Ceremonie pogrzebowe w oflagach
Arnswalde i Gross Born
Wbrew obiegowym opiniom o niegodnym traktowaniu zmarłych w niewoli polskich jeńców wojennych, pogrzeby w oflagach były skromne, lecz odbywały się z ceremoniałem wojskowym. Zmarłych oficerów „wystawiano” złożonych w trumnach na katafalkach w kaplicy obozowej. Stały przy nich warty honorowe. Pogrzeby odbywały się na cmentarzach przyobozowych lub miejskich. Jeśli miejscem spoczynku miał być cmentarz miejski, zdarzało się, że zmarłych przed pogrzebem przenoszono do kaplicy cmentarnej . Bywało i tak ,że do bramy obozu odprowadzani byli przez delegacje towarzyszy broni, starszych oficerów, w tym polskiego komendanta obozu, oraz przez zwarty pododdział oficerów. Chór obozowy w tym czasie wykonywał pieśni żałobne. J. Bohatkiewicz w swoim pamiętniku wspomina pogrzeb kpt. Stanisława Sudolskiego w Oflagu II B Arnswalde. Zmarł 26.05.1940 r. w choszczeńskim szpitalu. Pogrzeb jego odbył się na miejscowym cmentarzu 29 maja w obecności niemieckich oficerów z komendantem obozu na czele. Niemcy wystawili asystę honorową. W pogrzebie uczestniczyło 18 polskich oficerów i 6 szeregowych. Na mogile złożono dwa wieńce jeden od niemieckiego komendanta oflagu i drugi od polskich jeńców, oficerów i szeregowych, ten był ze wstęgami w barwach narodowych. Nad otwartą mogiłą kapitana przemawiali kolejno płk Joachim von Löbbecke – niemiecki komendant Oflagu II B, płk Rudolf Kaleński – najstarszy obozu, oraz ks. Jordan – proboszcz miejscowego kościoła katolickiego. Ks. Jordan żegnając kapitana powiedział „Śp. kpt. Sudolski umierał z myślą o Ojczyźnie. Choć spoczął w obcej ziemi niech mu ta ziemia lekką będzie”. W Oflagu II D Gross Born ( Borne Sulinowo ) gdzie cmentarz graniczył bezpośrednio z obozem po wyprowadzeniu zwłok z terenu oflagu niemal cały stan osobowy pozostawał za drutami i przez ogrodzenie nadal uczestniczył w ceremonii a chór obozowy wykonywał na miejscu pieśń pożegnalną .
Dössel
27 września 1944 r. po godz. 21.30 w wyniku wybuchu jednej bomby w Oflagu VI B Dössel zginęło 83 jeńców a ponad 200 zostało rannych . Spośród nich wkrótce zmarło kolejnych 7 oficerów. Po kilku dniach na wydzielonej polskiej kwaterze cmentarza parafialnego w Dössel odbył się ich pogrzeb. Zwłoki oficerów zaszyte w koce ulokowano na noszach dźwiganych na barkach kolegów; zostały przeniesione na cmentarz i złożone w grobach. Olbrzymi kondukt pogrzebowy towarzyszył poległym do bramy obozowej.

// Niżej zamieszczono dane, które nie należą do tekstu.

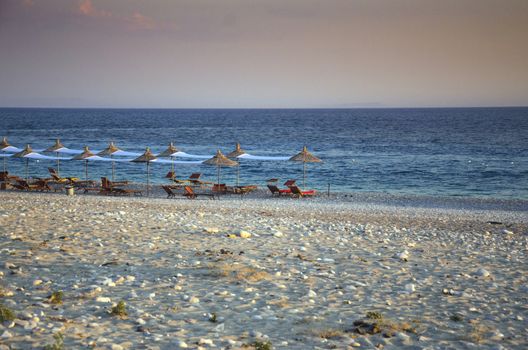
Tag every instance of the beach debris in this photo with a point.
(58, 342)
(403, 256)
(211, 230)
(119, 309)
(243, 234)
(56, 297)
(482, 272)
(6, 314)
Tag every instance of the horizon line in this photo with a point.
(264, 108)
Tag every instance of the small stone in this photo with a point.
(211, 230)
(180, 344)
(410, 288)
(204, 341)
(403, 256)
(482, 273)
(105, 300)
(243, 234)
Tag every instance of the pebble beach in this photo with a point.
(367, 271)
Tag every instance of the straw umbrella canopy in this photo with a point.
(55, 149)
(235, 154)
(24, 154)
(168, 152)
(6, 147)
(219, 160)
(305, 157)
(86, 155)
(146, 157)
(109, 151)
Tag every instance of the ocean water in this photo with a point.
(448, 152)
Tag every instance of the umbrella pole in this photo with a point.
(148, 178)
(304, 175)
(238, 174)
(58, 163)
(113, 169)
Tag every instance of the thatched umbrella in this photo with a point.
(86, 155)
(305, 157)
(219, 160)
(24, 154)
(169, 151)
(235, 154)
(109, 151)
(146, 157)
(6, 147)
(55, 149)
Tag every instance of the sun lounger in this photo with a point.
(169, 191)
(219, 188)
(40, 185)
(61, 180)
(194, 179)
(277, 191)
(113, 188)
(190, 194)
(296, 192)
(243, 190)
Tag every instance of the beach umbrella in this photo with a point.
(56, 149)
(235, 154)
(146, 157)
(86, 155)
(6, 147)
(169, 151)
(24, 154)
(219, 160)
(110, 151)
(305, 157)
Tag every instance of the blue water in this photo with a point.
(452, 152)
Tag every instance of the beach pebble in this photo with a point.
(204, 341)
(403, 256)
(180, 344)
(105, 300)
(211, 230)
(243, 234)
(6, 335)
(410, 288)
(482, 273)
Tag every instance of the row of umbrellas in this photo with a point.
(219, 159)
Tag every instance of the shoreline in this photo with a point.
(238, 272)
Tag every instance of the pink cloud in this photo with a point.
(143, 22)
(135, 21)
(87, 8)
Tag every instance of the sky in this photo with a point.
(263, 53)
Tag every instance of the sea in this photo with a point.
(471, 152)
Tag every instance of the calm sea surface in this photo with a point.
(453, 152)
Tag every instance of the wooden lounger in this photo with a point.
(296, 192)
(190, 194)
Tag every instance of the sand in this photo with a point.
(361, 271)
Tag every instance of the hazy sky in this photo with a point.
(263, 53)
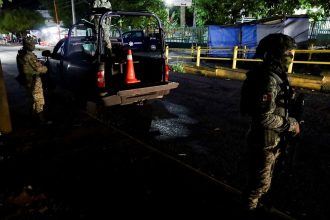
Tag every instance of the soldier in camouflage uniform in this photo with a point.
(107, 22)
(268, 110)
(32, 69)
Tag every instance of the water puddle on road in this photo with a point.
(172, 121)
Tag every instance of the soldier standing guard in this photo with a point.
(265, 98)
(107, 22)
(30, 71)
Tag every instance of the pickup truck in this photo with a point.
(138, 40)
(92, 61)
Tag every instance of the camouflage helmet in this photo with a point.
(274, 46)
(28, 43)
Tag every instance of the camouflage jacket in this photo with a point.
(32, 66)
(271, 102)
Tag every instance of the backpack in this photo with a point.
(21, 79)
(249, 93)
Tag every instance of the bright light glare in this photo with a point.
(168, 2)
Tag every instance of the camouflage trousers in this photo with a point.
(261, 167)
(36, 96)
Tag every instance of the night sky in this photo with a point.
(31, 4)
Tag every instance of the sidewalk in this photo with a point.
(79, 169)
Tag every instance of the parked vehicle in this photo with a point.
(139, 40)
(83, 64)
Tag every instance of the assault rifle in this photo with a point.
(297, 107)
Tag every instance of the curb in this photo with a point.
(319, 83)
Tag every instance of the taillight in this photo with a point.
(167, 71)
(100, 79)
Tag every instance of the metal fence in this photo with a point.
(239, 55)
(319, 31)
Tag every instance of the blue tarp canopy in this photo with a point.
(223, 37)
(249, 34)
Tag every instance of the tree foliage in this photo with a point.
(228, 11)
(11, 20)
(1, 2)
(64, 10)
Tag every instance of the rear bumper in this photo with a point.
(130, 96)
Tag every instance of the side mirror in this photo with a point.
(46, 53)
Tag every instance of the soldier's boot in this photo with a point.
(42, 119)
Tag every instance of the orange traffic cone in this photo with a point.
(130, 73)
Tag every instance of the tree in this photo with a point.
(1, 2)
(64, 9)
(11, 20)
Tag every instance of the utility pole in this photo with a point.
(73, 12)
(57, 22)
(182, 16)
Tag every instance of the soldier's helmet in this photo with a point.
(274, 45)
(28, 43)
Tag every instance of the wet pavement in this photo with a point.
(78, 168)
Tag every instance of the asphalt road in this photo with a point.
(197, 124)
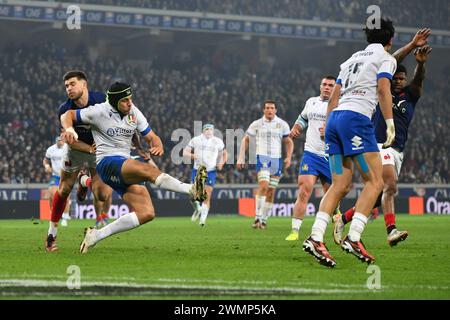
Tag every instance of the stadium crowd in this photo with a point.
(416, 13)
(208, 86)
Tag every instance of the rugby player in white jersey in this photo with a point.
(53, 162)
(364, 80)
(113, 124)
(314, 162)
(208, 150)
(271, 132)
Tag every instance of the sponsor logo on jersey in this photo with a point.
(131, 119)
(356, 142)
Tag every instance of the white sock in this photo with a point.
(266, 210)
(320, 225)
(296, 224)
(126, 222)
(260, 200)
(83, 180)
(357, 226)
(195, 205)
(168, 182)
(204, 210)
(53, 228)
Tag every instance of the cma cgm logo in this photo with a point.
(112, 132)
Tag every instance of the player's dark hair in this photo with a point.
(401, 68)
(271, 102)
(328, 77)
(80, 75)
(381, 35)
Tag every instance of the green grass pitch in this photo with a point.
(173, 258)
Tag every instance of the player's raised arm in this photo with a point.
(420, 39)
(289, 147)
(155, 144)
(334, 98)
(67, 121)
(385, 100)
(241, 158)
(421, 55)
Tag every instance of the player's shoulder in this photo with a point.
(97, 97)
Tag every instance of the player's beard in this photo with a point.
(77, 96)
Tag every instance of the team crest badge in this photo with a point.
(131, 119)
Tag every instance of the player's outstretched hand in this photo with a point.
(287, 163)
(421, 54)
(421, 37)
(295, 132)
(156, 151)
(390, 133)
(69, 135)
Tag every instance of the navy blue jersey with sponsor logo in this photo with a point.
(83, 130)
(404, 104)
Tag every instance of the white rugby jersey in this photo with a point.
(206, 150)
(359, 76)
(269, 135)
(112, 133)
(55, 154)
(314, 115)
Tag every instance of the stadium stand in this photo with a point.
(206, 85)
(431, 12)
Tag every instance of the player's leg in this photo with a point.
(134, 172)
(195, 204)
(342, 173)
(204, 209)
(390, 179)
(270, 197)
(370, 168)
(59, 203)
(306, 184)
(136, 197)
(102, 197)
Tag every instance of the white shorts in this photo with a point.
(390, 156)
(74, 160)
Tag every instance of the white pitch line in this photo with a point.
(21, 283)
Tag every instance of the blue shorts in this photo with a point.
(54, 181)
(110, 170)
(273, 165)
(210, 180)
(349, 133)
(315, 165)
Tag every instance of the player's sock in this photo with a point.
(86, 181)
(348, 215)
(320, 225)
(53, 228)
(58, 207)
(296, 224)
(204, 210)
(168, 182)
(267, 208)
(260, 200)
(126, 222)
(357, 226)
(389, 221)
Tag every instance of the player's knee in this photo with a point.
(390, 188)
(147, 215)
(64, 190)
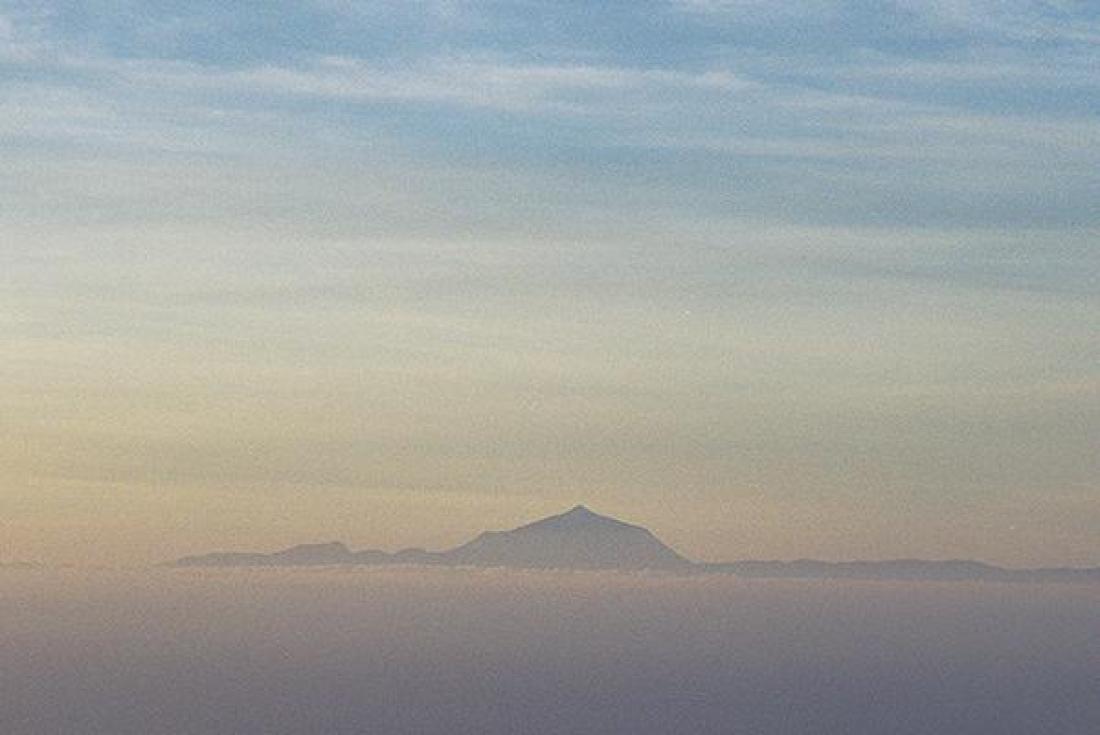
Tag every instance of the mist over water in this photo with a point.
(417, 650)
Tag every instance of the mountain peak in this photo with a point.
(576, 517)
(578, 538)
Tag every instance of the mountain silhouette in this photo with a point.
(582, 539)
(575, 539)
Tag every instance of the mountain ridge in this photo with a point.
(580, 538)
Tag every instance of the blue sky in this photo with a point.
(823, 273)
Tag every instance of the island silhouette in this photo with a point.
(586, 540)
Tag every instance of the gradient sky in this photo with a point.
(816, 277)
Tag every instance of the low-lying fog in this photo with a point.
(405, 650)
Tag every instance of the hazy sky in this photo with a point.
(776, 280)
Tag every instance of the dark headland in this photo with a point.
(582, 539)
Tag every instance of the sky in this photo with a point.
(813, 278)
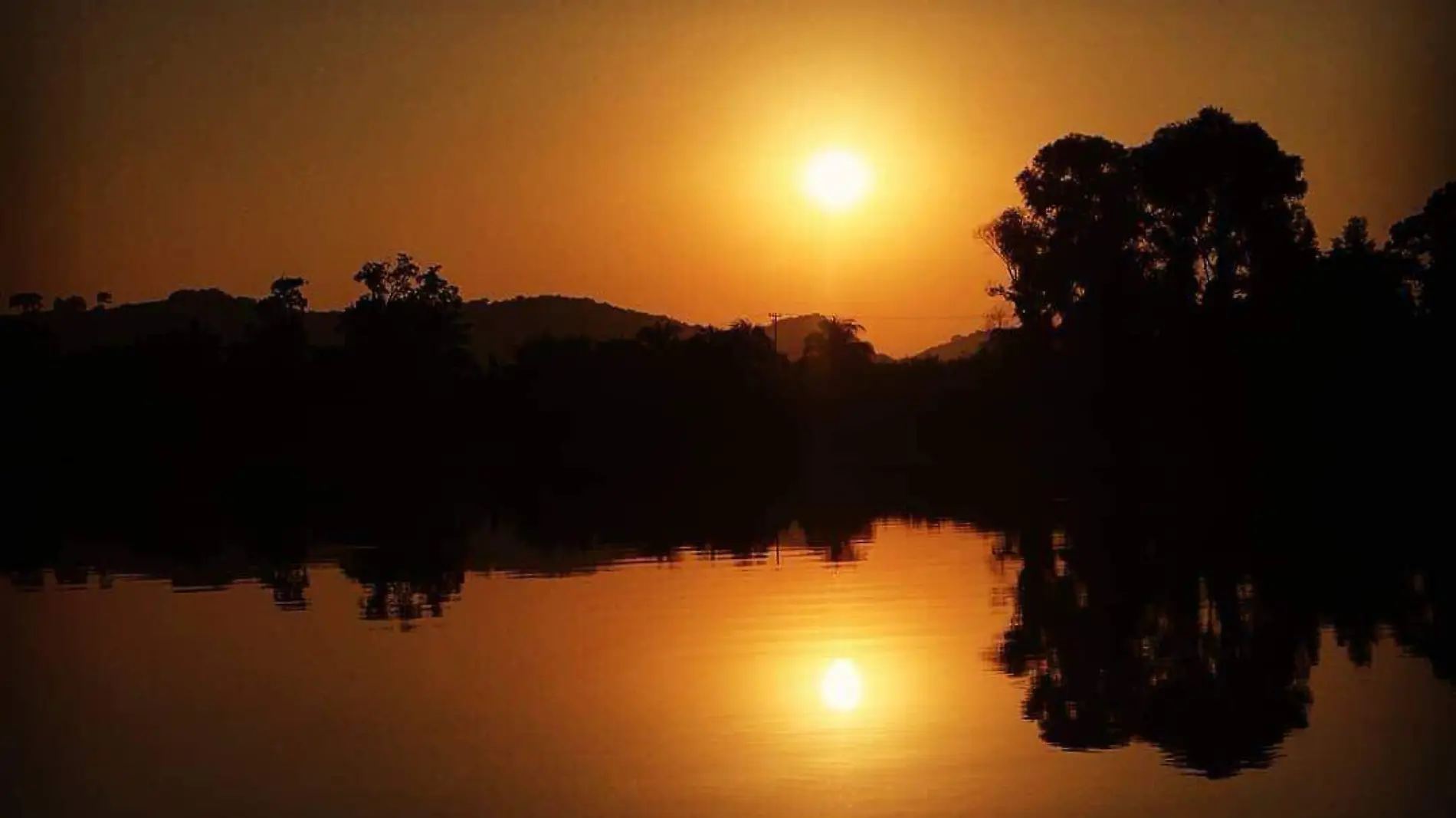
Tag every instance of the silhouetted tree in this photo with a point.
(1226, 210)
(405, 310)
(286, 296)
(838, 343)
(1428, 241)
(27, 301)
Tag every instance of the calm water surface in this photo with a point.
(784, 685)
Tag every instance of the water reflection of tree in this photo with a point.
(1185, 642)
(404, 586)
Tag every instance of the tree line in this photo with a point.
(1179, 337)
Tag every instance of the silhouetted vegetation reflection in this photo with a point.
(1205, 439)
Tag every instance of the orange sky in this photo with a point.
(648, 153)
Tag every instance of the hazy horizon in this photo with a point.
(650, 157)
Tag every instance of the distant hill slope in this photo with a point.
(794, 330)
(497, 328)
(957, 347)
(500, 328)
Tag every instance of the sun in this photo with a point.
(836, 179)
(841, 686)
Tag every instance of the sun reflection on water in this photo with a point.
(841, 688)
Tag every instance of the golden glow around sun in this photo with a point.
(836, 179)
(841, 688)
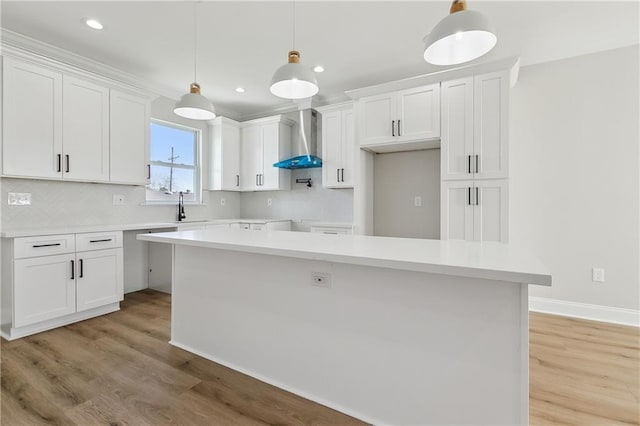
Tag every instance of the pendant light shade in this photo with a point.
(462, 36)
(193, 105)
(293, 80)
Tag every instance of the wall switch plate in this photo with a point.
(321, 279)
(118, 200)
(19, 199)
(597, 275)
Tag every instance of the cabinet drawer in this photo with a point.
(43, 246)
(98, 240)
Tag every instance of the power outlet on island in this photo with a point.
(321, 279)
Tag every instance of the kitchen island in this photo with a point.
(389, 330)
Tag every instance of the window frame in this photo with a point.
(197, 167)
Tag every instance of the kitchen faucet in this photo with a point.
(181, 214)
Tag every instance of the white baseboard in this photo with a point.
(583, 310)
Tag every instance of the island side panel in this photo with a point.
(387, 346)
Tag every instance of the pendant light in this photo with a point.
(462, 36)
(293, 80)
(193, 105)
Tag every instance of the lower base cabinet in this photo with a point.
(47, 283)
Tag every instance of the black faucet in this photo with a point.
(181, 214)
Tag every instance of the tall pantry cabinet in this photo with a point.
(474, 158)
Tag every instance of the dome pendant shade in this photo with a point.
(195, 106)
(293, 80)
(460, 37)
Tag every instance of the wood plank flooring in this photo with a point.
(118, 369)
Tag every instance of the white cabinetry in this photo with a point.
(32, 120)
(475, 127)
(338, 146)
(49, 281)
(400, 117)
(265, 142)
(129, 138)
(224, 174)
(475, 210)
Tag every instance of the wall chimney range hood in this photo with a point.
(305, 146)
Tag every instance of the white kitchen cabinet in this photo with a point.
(129, 138)
(32, 122)
(44, 288)
(400, 117)
(475, 127)
(474, 210)
(224, 174)
(338, 146)
(265, 142)
(85, 130)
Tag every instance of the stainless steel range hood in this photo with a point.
(304, 146)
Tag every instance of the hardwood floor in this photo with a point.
(118, 369)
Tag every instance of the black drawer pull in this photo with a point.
(46, 245)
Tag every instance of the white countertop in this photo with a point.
(493, 261)
(38, 230)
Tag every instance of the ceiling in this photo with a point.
(359, 43)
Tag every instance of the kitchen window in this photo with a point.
(175, 165)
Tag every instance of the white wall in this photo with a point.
(574, 183)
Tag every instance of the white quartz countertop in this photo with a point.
(493, 261)
(42, 230)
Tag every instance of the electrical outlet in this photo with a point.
(321, 279)
(597, 275)
(118, 200)
(19, 199)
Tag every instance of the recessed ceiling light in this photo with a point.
(94, 23)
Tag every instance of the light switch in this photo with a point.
(19, 199)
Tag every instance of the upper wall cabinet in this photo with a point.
(57, 126)
(475, 127)
(225, 155)
(338, 146)
(32, 120)
(399, 117)
(129, 138)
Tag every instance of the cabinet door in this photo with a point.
(490, 222)
(457, 129)
(419, 113)
(251, 157)
(270, 155)
(348, 149)
(32, 123)
(456, 218)
(85, 124)
(100, 278)
(44, 288)
(491, 124)
(378, 119)
(331, 148)
(129, 139)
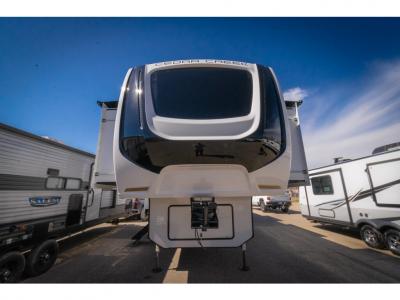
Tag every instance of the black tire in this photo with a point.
(12, 265)
(263, 207)
(392, 239)
(42, 258)
(372, 237)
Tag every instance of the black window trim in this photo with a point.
(322, 193)
(64, 184)
(150, 74)
(138, 72)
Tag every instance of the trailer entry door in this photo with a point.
(74, 209)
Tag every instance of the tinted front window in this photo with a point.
(201, 93)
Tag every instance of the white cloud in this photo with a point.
(369, 117)
(296, 93)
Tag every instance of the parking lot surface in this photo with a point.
(286, 248)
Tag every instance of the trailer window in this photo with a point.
(322, 185)
(73, 184)
(201, 93)
(55, 183)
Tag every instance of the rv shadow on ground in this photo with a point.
(281, 253)
(278, 253)
(349, 231)
(277, 211)
(106, 256)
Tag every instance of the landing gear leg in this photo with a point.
(157, 269)
(244, 267)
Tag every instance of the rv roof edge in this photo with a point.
(108, 104)
(48, 141)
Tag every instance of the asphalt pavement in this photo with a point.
(286, 248)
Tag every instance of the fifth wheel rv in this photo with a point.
(44, 194)
(363, 193)
(199, 138)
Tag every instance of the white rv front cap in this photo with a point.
(206, 129)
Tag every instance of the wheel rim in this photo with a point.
(394, 242)
(7, 272)
(370, 236)
(44, 259)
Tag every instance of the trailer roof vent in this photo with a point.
(388, 147)
(340, 159)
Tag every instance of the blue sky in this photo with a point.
(53, 70)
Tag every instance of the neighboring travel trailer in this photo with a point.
(363, 193)
(199, 138)
(44, 194)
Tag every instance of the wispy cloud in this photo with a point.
(296, 93)
(351, 124)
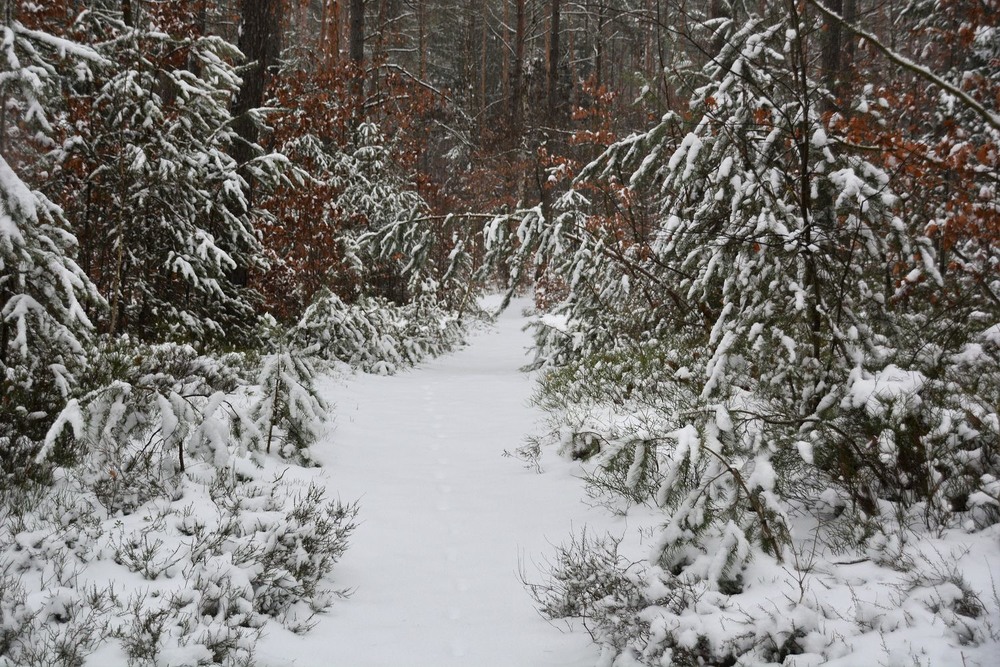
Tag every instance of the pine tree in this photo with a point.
(148, 178)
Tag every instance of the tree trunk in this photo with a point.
(260, 42)
(356, 45)
(517, 73)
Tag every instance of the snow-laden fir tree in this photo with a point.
(44, 325)
(778, 289)
(151, 184)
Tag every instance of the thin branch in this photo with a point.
(992, 119)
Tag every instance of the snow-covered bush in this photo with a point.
(375, 335)
(235, 551)
(147, 409)
(286, 407)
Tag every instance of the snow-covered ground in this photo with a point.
(446, 519)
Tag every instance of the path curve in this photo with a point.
(446, 519)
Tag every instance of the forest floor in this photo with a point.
(448, 521)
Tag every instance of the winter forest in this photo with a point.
(552, 333)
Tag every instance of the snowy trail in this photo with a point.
(446, 519)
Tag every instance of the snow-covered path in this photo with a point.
(446, 519)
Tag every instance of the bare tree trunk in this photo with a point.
(554, 98)
(260, 41)
(422, 39)
(517, 75)
(357, 36)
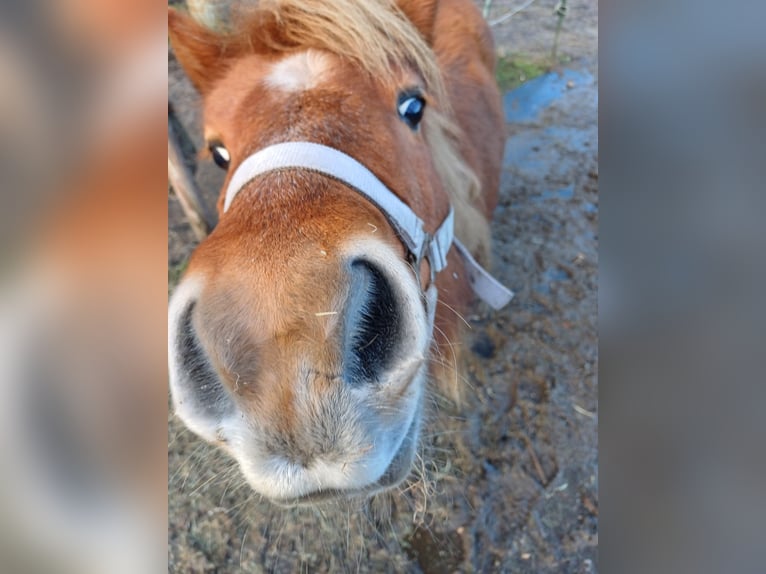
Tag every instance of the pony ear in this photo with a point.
(199, 50)
(422, 13)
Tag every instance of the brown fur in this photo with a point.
(274, 266)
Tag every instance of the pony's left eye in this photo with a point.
(220, 155)
(411, 108)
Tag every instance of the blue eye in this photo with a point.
(220, 155)
(411, 108)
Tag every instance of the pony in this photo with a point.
(358, 137)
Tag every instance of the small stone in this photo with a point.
(483, 346)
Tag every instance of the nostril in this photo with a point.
(197, 388)
(373, 323)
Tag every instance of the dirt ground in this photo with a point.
(510, 483)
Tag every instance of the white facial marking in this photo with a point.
(299, 72)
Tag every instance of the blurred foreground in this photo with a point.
(82, 286)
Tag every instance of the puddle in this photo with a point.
(528, 100)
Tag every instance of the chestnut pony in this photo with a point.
(302, 334)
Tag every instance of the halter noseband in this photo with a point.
(408, 226)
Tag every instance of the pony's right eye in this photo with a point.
(220, 155)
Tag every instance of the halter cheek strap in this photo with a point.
(408, 226)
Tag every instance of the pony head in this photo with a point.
(301, 333)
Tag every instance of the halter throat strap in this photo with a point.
(408, 226)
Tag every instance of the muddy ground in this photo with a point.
(510, 483)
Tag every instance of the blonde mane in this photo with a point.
(379, 38)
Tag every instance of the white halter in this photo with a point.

Na dösselskim cmentarzu spoczywają również jeńcy zmarli w okresie niewoli oraz po wyzwoleniu obozu. Łącznie znajduje się tam 141 polskich grobów wśród nich są także byli jeńcy Oflagu II B Arnswalde.
Tangerhütte
Na początku wojny, w 1939 i 1940 r. zmarłych jeńców chowano na wspólnym cmentarzu niemieckim, jednak kiedy liczba zmarłych zaczęła gwałtownie wzrastać, cmentarz powiększono o kawałek tzw. "kartofliska". W ten sposób powstała wydzielona część dla zmarłych jeńców. Bywało ,że w jednym dużym dole stawiano obok siebie nawet pięć trumien - po zapełnieniu, dół zasypywano i potem ustawiano pięć drewnianych krzyży, na których znajdowały się tabliczki zawierające: imię, nazwisko, stopień, datę śmierci, nr jeniecki oraz nr grobu.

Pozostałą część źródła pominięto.